The Minister has even suggested that many of the protestors had hidden
agendas because of their own desire to develop parts of the forest,
though these accusations appear to be unfounded. At the weekly
televised press briefing on 1 May, McLean said the real forest needed
to be protected from other development in the future, since at present
there were no guarantees that the owners would not build. 

Andrew McGregor Yates the largest private landowner affected by the
proposed road has said neither he nor any of the other landowners in
the forest have any intentions of building on the land. “This land is
ours to preserve. We don’t want to build on it and we don’t want the
road. The forest has already suffered from encroachment.
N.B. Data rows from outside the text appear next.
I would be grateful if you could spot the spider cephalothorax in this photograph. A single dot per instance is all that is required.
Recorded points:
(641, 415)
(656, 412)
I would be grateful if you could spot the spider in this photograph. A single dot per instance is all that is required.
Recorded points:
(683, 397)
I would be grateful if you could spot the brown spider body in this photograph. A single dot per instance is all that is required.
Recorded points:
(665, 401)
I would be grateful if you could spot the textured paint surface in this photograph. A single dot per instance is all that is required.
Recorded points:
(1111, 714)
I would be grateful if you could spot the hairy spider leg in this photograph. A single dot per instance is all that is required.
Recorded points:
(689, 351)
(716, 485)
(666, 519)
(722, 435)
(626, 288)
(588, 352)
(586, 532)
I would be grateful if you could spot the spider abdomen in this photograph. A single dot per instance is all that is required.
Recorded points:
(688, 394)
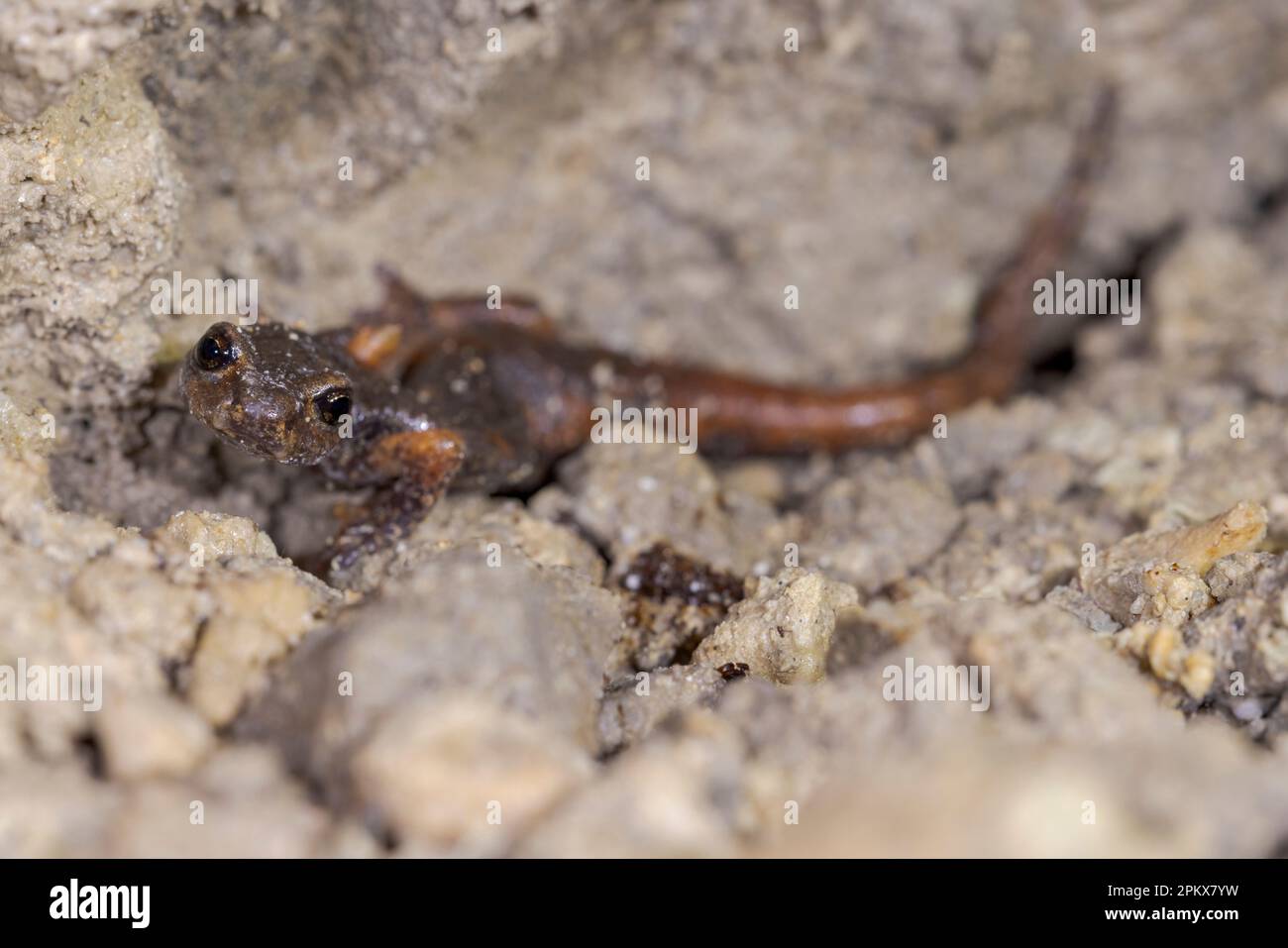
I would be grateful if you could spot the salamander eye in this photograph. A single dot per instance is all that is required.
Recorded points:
(333, 404)
(215, 351)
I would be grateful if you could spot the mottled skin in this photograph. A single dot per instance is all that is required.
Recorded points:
(423, 393)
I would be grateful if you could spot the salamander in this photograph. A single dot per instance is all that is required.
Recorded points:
(423, 394)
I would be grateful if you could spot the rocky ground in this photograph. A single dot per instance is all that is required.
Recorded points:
(656, 653)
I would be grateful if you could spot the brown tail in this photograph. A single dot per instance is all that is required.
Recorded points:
(746, 415)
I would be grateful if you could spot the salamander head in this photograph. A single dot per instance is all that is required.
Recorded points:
(274, 391)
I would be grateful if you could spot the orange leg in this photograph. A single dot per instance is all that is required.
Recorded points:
(419, 467)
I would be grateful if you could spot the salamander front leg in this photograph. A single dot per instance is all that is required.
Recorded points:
(419, 467)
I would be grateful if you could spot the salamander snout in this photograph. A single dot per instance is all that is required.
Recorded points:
(259, 389)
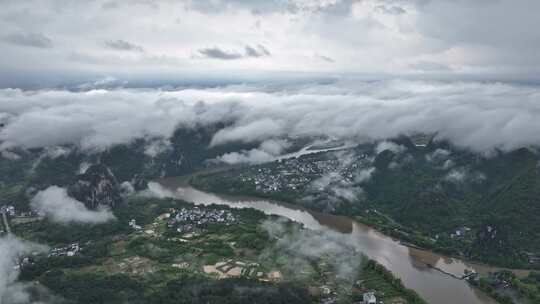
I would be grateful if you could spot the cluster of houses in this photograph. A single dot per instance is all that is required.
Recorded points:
(295, 174)
(186, 220)
(70, 250)
(8, 209)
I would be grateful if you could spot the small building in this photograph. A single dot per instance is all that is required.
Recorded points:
(369, 298)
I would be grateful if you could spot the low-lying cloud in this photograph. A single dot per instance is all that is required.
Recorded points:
(482, 117)
(268, 151)
(12, 249)
(58, 206)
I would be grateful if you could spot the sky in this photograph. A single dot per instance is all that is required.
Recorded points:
(99, 73)
(58, 42)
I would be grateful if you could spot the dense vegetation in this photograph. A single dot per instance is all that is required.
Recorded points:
(411, 195)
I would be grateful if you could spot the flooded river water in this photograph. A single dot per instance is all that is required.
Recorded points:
(409, 264)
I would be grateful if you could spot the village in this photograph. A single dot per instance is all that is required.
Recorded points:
(296, 174)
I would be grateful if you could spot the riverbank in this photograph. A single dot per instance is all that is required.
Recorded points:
(407, 264)
(384, 225)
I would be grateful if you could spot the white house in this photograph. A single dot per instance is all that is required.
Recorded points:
(369, 298)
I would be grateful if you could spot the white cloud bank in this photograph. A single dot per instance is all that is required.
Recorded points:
(11, 249)
(479, 116)
(55, 204)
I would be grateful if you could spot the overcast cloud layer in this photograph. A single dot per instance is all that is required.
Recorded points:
(55, 41)
(479, 116)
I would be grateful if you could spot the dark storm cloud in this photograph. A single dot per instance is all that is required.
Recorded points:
(36, 40)
(122, 45)
(249, 51)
There are
incredible species in this forest found nowhere else in the world and
I want to preserve it,” Yates said. “Only God knows why these
beautiful things are growing in this forest and we should not disturb
them.”

One very well qualified localexpert told CNS that the reason why the
forest had evolved this way was because it is part of a mosaic of eco-
systems. While he said that some of the land in question was indeed
swamp, that very swampland gave rise to the diversity of life in the
forest itself. “You can’t have one without the other, the systems are
a mosaic and it is the moisture and humidity levels from the swamp
that have given rise to the diverse species in the forest,” he said.

Although the area in question is very small in the grand scheme of
conservation, this tiny patchwork of dry wood forest and swamp is the
end result of millions of years of evolution and the expert described
some of the unique elements.

“There are more than 70 different species there and about twenty are
critically endangered, with another 25 endangered. We also have some
endemic species, not just to Cayman but to the forest itself. Old
George (Hohenbergia caymanensis) is a type of bromeliad that
grows naturally only in the forest.” He also noted that much of the
flora, such as the Ghost Orchid, is there for a reason and attempts to
move them have generally failed.

“Nature chooses places for good reasons, and we can’t replicate those
reasons as we don’t always know what they are. We are not even sure
exactly what pollinates a Ghost Orchid,” he added.
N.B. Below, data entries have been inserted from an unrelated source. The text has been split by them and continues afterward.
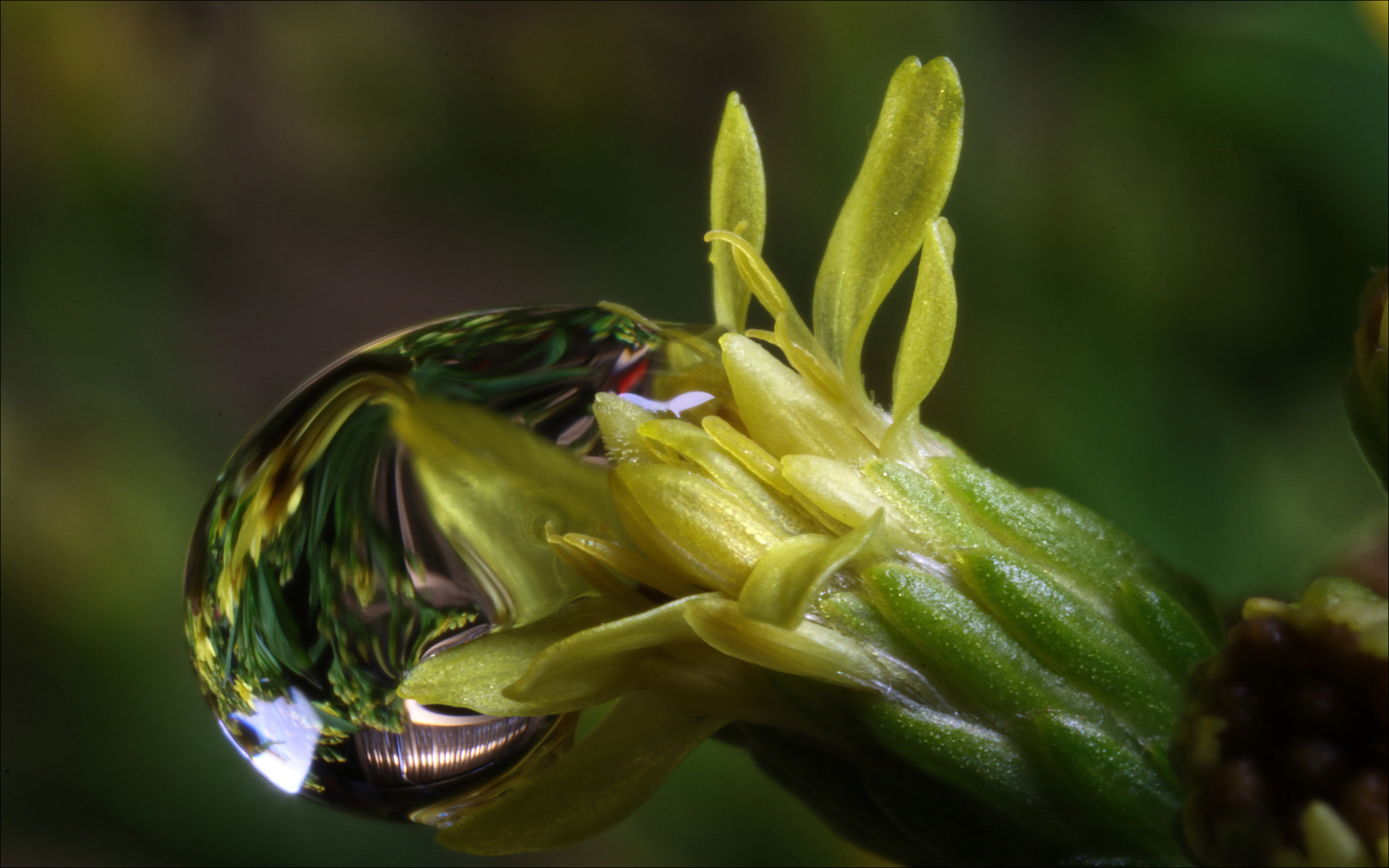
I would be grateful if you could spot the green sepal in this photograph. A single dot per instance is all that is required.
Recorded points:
(830, 784)
(984, 763)
(1112, 786)
(1164, 628)
(600, 781)
(963, 643)
(1034, 530)
(931, 514)
(1138, 561)
(1074, 639)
This uncertainty about the orchid applies to numerous other species.
While experts in the public and private sector are making it their
life’s work to study the islands’ flora and fauna, they don’t know
everything, and unless they can continue to observe species in their
natural habitats they will continually be hampered in their
understanding of our bio-diversity.

Around the world the drive to preserve the planet’s bio-diversity is
being fuelled by myriad reasons. Many species on earth are sources of
food, medicines, cosmetics and other things we need and want. Around
90 percent of our food was domesticated and crossbred from wild stock,
found by trial and error. Again, about 50% of the drugs and other
pharmaceuticals that we depend upon were developed in some way from
the genetic resources of wild plants. However, almost 90% of the
plants we know about have never even been chemically evaluated.
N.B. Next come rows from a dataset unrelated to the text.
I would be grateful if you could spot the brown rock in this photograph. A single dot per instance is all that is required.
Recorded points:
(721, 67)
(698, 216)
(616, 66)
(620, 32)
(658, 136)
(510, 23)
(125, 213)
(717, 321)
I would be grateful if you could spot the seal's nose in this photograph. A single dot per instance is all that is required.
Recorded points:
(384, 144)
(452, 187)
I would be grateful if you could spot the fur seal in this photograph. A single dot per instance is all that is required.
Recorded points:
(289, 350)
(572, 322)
Preserving species requires the preservation of their ecosystems, and
experts say that this is also good for our general human health in the
long term. Aesthetics play an important part, too, in the argument for
preserving bio-diversity. The vision of an earth with only a few very
similar plants and flowers on it is at best an ugly thought, but could
even be dangerous. Other reasons reach into moral, philosophical and
religious realms. It is, after all, arrogant of us as humans to assume
the role of judge and jury over what is worth preserving and what
isn’t. Moreover, according to the scriptures of most religions, Man
was given guardianship of the earth by God.

However, as many as 50-200 species are lost every day and it
takes between 2,000-100,000 generations for higher species to evolve.
Across the world, scientists admit they lack knowledge about species
in the most bio-diverse and at-risk areas, so preserving even the
tiniest area could prove crucial in years to come.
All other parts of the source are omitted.